Elon University

Musings on the Millennium: Five Leading Technologists Who Have Made an Impact on High-Tech Give Their Predictions on What the Future Holds

[By 2000] I expect [the Internet] to become the backbone for electronic commerce. I expect it to begin to carry voice and video, and in the process to cause a big ruckus about unfair competition for the common carriers. Governments will want to regulate it. There will be a lot of legal turmoil about privacy, free speech, import-export law, etc. The culture will change to be less of a frontier justice to more of an organized, businesslike world. Usage pricing will begin. Information won’t be free anymore; everything will cost.
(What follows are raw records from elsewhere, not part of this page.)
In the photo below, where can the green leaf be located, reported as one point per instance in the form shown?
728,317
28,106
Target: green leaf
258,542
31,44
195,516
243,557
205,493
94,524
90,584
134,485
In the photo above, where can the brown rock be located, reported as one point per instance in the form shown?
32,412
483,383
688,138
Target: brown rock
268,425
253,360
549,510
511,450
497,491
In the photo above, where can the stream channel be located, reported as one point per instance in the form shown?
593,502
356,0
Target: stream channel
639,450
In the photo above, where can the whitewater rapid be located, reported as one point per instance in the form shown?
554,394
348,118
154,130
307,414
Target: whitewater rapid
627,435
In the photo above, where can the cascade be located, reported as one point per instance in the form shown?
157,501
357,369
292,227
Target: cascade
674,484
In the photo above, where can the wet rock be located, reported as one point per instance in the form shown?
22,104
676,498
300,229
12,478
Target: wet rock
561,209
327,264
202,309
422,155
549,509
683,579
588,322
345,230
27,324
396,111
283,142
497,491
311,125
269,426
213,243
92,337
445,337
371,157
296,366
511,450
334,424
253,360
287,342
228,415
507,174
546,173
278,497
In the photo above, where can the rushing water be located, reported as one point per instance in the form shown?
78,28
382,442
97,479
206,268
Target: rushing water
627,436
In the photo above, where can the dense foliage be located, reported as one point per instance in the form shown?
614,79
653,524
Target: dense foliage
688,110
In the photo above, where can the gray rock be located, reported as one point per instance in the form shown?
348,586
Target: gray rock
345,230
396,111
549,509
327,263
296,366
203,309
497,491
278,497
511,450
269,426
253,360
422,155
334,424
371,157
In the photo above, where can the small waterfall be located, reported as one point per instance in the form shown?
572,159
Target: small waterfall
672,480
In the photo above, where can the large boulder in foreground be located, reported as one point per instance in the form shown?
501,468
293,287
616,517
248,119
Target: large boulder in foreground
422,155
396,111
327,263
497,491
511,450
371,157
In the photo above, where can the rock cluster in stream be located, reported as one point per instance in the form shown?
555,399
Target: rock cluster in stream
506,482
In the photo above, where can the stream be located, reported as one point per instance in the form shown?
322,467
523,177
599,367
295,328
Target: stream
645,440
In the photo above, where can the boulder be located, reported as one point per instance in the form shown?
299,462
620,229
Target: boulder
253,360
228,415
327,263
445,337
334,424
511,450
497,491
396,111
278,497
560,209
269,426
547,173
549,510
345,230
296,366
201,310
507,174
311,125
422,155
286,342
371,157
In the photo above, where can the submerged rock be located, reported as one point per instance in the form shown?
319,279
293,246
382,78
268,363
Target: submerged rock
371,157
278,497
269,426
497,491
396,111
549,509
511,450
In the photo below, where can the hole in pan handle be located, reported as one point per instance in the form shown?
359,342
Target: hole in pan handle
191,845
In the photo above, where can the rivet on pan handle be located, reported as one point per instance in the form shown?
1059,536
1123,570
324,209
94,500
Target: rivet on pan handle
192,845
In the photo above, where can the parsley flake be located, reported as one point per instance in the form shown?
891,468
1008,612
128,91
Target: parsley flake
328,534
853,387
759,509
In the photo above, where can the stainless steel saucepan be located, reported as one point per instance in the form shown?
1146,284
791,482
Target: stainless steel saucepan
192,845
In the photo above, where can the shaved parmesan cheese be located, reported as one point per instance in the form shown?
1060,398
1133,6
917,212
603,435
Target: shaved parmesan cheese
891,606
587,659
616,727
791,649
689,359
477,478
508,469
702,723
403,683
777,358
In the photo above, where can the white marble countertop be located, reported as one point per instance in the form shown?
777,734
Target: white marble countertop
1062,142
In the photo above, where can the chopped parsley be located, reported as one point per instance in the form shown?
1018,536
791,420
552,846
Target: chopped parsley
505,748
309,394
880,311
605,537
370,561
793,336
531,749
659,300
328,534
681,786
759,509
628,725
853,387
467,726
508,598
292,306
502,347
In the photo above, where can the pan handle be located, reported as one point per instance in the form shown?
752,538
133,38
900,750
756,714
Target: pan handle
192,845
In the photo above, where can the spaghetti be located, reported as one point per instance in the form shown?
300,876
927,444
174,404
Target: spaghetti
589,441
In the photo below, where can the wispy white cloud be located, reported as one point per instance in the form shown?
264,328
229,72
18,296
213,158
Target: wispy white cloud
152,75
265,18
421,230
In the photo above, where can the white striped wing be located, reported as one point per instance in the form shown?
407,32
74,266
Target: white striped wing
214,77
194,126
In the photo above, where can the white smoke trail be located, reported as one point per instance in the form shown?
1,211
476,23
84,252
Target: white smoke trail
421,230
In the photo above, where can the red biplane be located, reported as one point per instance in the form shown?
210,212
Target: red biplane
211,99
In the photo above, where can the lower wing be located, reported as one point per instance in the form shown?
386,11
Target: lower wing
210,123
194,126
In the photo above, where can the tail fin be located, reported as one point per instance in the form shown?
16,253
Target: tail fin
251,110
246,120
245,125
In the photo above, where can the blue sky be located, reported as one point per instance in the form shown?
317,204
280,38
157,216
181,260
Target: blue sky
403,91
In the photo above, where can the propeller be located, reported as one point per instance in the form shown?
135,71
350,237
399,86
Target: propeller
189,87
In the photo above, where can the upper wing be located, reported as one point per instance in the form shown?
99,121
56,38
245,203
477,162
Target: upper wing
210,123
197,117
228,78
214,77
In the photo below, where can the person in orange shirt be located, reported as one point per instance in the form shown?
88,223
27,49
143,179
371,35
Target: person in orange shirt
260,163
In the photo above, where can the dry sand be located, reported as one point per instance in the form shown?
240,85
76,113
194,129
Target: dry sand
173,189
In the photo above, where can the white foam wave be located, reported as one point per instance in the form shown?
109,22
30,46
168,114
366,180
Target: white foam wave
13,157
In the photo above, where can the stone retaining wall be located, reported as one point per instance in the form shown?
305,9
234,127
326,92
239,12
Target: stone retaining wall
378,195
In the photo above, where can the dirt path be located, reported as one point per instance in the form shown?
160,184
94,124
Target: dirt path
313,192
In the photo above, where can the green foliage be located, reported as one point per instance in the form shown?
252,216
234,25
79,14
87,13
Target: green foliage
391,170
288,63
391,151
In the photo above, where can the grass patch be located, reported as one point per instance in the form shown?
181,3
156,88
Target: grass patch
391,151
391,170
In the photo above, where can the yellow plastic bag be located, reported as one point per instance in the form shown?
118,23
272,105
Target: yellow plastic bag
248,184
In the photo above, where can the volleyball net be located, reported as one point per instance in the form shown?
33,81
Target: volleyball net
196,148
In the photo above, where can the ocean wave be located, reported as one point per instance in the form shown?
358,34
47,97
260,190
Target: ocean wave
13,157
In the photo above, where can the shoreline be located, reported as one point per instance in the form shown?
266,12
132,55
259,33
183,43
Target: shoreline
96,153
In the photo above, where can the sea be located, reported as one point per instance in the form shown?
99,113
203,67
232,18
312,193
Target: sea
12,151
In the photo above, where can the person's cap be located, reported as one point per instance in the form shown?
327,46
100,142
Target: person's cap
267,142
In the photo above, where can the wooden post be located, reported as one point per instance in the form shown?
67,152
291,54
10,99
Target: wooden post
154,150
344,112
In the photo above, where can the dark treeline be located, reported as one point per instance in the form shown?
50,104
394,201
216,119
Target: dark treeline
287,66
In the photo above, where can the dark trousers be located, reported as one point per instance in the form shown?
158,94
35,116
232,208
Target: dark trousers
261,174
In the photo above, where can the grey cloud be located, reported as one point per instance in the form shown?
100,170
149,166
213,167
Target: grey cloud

Musings on the Millennium: Five Leading Technologists Who Have Made an Impact on High-Tech Give Their Predictions on What the Future Holds

[The technological advancements that will have the biggest impact on business, and the home by 2000 will be,] Radical scenario [for business]: an all-pervasive ATM network that will include an interface to radio and various cable networks. Home: Settop computers that link to TV sets and get the noncomputer people linked for communication, education, games, etc., whether they want it or not. This will move us from a current “plug-and-pray” computer to one that can order and install its own software and can be maintained remotely.

Netscape’s Co-Inventor Charts the Digital Future: What a Wonderful Web it Could Be

It’s going to reach the same amount of people that the current mass media reach. But it has totally different properties than any of the previous mass media. The big impact that the Net’s going to have on culture in general is that it will allow it to become a lot more fragmented … I think that’s positive. It increases choice and diversity. It means that you can go find the stuff that you really think is interesting as opposed to the stuff that you’re forced to be spoon-fed because there’s nothing else out there.

Netscape’s Co-Inventor Charts the Digital Future: What a Wonderful Web it Could Be

[By the end of 1995] dynamic content starts to appear. E-mail and discussion groups become more tightly integrated with the Web … It’s a lot easier for people to create and publish content with graphical tools. And … it’s going to get a lot easier for people to charge for information or to charge for buying and selling things.